Latest revision as of 19:22, 14 December 2022

Description

SHAPEIT4 website  

SHAPEIT4 is a fast and accurate method for estimation of haplotypes (aka phasing) for SNP array and high coverage sequencing data. The version 4 is a refactored and improved version of the SHAPEIT algorithm with multiple key additional features:

It includes a Positional Burrow Wheeler Transform (PBWT) based approach to quickly select a small set of informative conditioning haplotypes to be used when updating the phase of an individual. We have changed that way in which phase information in sequencing reads is input into the model. We now recommend the use of the WhatsHap tool as a pre-processing step to extract phase information from a bam file.
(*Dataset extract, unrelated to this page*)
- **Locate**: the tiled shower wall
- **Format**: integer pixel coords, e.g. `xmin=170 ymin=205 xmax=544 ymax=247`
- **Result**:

It accounts for sets of pre-phased genotypes (i.e. haplotype scaffold). The scaffold can be derived either from family data or large reference panels. It reads and writes files using HTSlib for better I/O performance in either VCF or BCF formats. The genotype graph and HMM routines have been re-implemented for better hardware usage and performance. The source code is provided in an open source format (licence MIT) on github.


Environment Modules

Run module spider SHAPEIT4 to find out what environment modules are available for this application.

System Variables

  • HPC_SHAPEIT4_DIR - installation directory


Job Script Examples

Expand this section to view example

#!/bin/bash
#SBATCH --job-name=shapeit4_test
#SBATCH --mail-type=NONE
#SBATCH --ntasks=1
#SBATCH --cpus-per-task=32
#SBATCH --mem-per-cpu=4gb
#SBATCH --time=24:00:00
#SBATCH --output=shapeit4_test.log

echo "Setting up test environment..."
TEST_PWD=/data/apps/tests/shapeit4
TEST_SAMPLEDIR=${TEST_PWD}/example_data
TEST_WORKDIR=${TEST_PWD}/output

cd ${TEST_PWD}
module load shapeit4

# Remove any previous test results, create a working directory, and copy
# initial test reads into the expected position in working directory
if [ -d ${TEST_WORKDIR} ]; then rm -rf ${TEST_WORKDIR}/; fi
mkdir ${TEST_WORKDIR}

echo "Starting test run at $(date) on $(hostname)..."

shapeit4 \
    --input ${TEST_SAMPLEDIR}/unphased.vcf.gz \
    --map ${TEST_SAMPLEDIR}/chr20.b37.gmap.gz \
    --region 20 \
    --output ${TEST_WORKDIR}/phased.vcf.gz \
    --thread ${SLURM_CPUS_PER_TASK:-1}

# Test with BDF files...
shapeit4 \
    --input ${TEST_SAMPLEDIR}/unphased.bcf \
    --map ${TEST_SAMPLEDIR}/chr20.b37.gmap.gz \
    --region 20 \
    --output ${TEST_WORKDIR}/phased.bcf \
    --thread ${SLURM_CPUS_PER_TASK:-1}

# There should be some files in the work directory
echo "There should be some results listed below:"
find ${TEST_WORKDIR} -type f ! -empty -ls

echo "Test complete at $(date)."


Citation

If you publish research that uses SHAPEIT4 you have to cite it as follows:

Olivier Delaneau, Jean-Francois Zagury, Matthew R Robinson, Jonathan Marchini, Emmanouil Dermitzakis. Accurate, scalable and integrative haplotype estimation. Nat. Comm. 2019.